Si au niveau de la logistique militaire aucune divergence n’oppose les partenaires machiavéliques, en ce qui concerne la gestion de la transition, les divergences sont énormes. Pour l’aile militaire, la transition doit être confiée au RDR et en exclure Robert Guéï. Cette proposition exaspère Balla Kéita qui décide d’en informer Robert Guéï à Abidjan. Ce débat qui a lieu le 31 juillet 2002 se termine en un drame sanglant. Le lendemain, c’est-à-dire le 1er août, Balla Kéita est assassiné. A Abidjan, les leaders de l’opposition étouffent la vérité et accusent le régime de Laurent Gbagbo d’être responsable de ce meurtre.

Le coup d’Etat du 19 septembre 2002 et l’assassinat de Robert Guéï

Le 19 septembre 2002, la Côte d’Ivoire est attaquée par une horde d’assaillants lourdement armés. Plusieurs officiers militaires tombent sous les balles assassines des envahisseurs. Parmi les officiers militaires, Robert Guéï, ancien chef de la junte militaire qui a dirigé le pays du 24 décembre 1999 au 26 octobre 2000. Ses amis de l’opposition, pour étouffer la vérité comme ils l’ont fait après l’assassinat de Balla Kéita, sans enquête préalable et comme s’ils avaient quelque chose à cacher, se précipitent pour accuser les forces loyalistes et Laurent Gbagbo.

Pourtant certains cerveaux du coup avaient, quelques jours avant l’attaque, clairement indiqué à certains de leurs amis qu’ils ruminaient colère et vengeance contre le général Guéï qui leur avait créé des problèmes au cours de la première transition et que la journée du 19 septembre allait être pour eux une belle occasion pour lui demander des comptes.
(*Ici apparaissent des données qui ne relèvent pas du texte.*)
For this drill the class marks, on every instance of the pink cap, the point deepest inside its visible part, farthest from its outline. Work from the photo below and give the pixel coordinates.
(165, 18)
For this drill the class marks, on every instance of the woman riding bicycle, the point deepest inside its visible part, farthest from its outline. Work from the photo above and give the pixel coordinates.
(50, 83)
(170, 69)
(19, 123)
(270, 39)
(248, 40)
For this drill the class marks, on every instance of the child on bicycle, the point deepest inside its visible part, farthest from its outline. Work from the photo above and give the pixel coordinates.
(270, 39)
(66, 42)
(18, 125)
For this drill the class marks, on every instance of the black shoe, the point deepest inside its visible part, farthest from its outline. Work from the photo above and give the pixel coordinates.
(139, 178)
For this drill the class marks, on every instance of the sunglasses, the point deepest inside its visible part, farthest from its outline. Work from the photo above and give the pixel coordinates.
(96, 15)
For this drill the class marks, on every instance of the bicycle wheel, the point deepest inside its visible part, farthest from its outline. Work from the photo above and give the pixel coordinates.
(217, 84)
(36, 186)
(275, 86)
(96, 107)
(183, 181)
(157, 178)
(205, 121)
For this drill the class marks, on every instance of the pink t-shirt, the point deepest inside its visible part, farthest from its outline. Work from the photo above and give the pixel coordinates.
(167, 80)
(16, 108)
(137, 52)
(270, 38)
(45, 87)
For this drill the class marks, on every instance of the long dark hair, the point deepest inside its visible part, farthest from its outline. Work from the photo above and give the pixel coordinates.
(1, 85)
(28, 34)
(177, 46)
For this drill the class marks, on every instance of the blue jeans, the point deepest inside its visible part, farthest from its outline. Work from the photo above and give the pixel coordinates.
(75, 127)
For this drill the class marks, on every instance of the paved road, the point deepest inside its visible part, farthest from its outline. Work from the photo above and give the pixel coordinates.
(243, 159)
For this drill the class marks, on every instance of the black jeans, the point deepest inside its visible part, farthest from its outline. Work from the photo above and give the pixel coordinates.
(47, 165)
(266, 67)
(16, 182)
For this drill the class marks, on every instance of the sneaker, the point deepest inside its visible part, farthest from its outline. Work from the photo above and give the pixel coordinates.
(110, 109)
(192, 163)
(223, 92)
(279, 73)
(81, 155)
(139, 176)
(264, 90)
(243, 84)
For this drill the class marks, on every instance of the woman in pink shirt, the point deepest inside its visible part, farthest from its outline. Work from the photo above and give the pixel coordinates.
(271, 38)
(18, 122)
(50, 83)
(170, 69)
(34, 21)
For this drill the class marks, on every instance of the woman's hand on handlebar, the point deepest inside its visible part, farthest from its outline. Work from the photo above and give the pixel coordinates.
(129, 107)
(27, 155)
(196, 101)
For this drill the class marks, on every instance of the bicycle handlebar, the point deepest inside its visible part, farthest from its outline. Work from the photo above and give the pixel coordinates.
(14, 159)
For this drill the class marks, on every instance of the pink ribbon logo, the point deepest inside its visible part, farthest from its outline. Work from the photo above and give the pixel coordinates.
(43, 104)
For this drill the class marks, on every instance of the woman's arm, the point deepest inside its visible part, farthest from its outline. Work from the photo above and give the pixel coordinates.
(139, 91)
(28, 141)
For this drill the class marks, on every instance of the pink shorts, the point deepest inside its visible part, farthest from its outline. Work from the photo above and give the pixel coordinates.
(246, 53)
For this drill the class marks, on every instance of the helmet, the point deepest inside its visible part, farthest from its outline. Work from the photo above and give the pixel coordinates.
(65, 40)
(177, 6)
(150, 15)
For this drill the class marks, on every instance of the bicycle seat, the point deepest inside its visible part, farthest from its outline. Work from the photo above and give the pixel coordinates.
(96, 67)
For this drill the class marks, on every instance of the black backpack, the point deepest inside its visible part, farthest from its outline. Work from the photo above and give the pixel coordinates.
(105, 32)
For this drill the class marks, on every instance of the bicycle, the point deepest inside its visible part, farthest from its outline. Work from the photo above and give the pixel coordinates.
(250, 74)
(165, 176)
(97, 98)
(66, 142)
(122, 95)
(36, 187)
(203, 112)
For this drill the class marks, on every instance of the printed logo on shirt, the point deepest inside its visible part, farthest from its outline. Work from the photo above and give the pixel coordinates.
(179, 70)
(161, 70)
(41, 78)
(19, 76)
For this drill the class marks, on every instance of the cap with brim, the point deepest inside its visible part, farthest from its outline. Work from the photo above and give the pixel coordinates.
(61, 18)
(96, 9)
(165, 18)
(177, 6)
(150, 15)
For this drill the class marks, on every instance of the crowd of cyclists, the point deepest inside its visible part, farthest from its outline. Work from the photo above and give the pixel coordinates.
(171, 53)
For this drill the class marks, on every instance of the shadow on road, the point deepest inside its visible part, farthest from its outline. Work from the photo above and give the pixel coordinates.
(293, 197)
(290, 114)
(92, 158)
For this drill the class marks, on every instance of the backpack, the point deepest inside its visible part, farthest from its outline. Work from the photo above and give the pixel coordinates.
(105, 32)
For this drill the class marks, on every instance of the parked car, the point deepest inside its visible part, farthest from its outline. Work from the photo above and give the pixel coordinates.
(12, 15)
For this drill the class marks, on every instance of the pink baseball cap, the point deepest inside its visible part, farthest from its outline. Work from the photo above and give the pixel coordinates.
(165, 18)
Cela est d’autant plus vrai que Mabri Toikeusse, dans une interview accordée au quotidien « le Nouveau Réveil » le mardi 17 septembre 2002, déclare ceci : « la nuit est longue, tellement longue que dans quelques jours, les gens auront à assumer ». S’il ne désigne pas nommément ces’’ gens’’ qui auront à assumer », l’actuel ministre du Plan et du Développement, semble savoir de quoi il parle. Parce que deux jours après, la Côte d’Ivoire est attaquée et son mentor assassiné.

Et comble d’ironie, c’est lui qui fait de l’assassinat de Guéi un fonds de commerce politique. Dans un pays normal où la Justice jouit d’une indépendance totale, un tel monsieur doit être interpellé. Comme cela se voit, au terme de ce dossier, les Ivoiriens qui ne sont pas dupes peuvent désormais se faire une opinion claire sur la mort tragique de ce vaillant militaire.

En analysant au deuxième degré les alliances contre nature qu’il a tissées ça et là avec des personnes qui ne le portaient pas dans le coeur, les uns et les autres comprendront le traquenard dans lequel le général est tombé. Et l’assassin n’est pas forcement là où tout le monde voudrait le voir.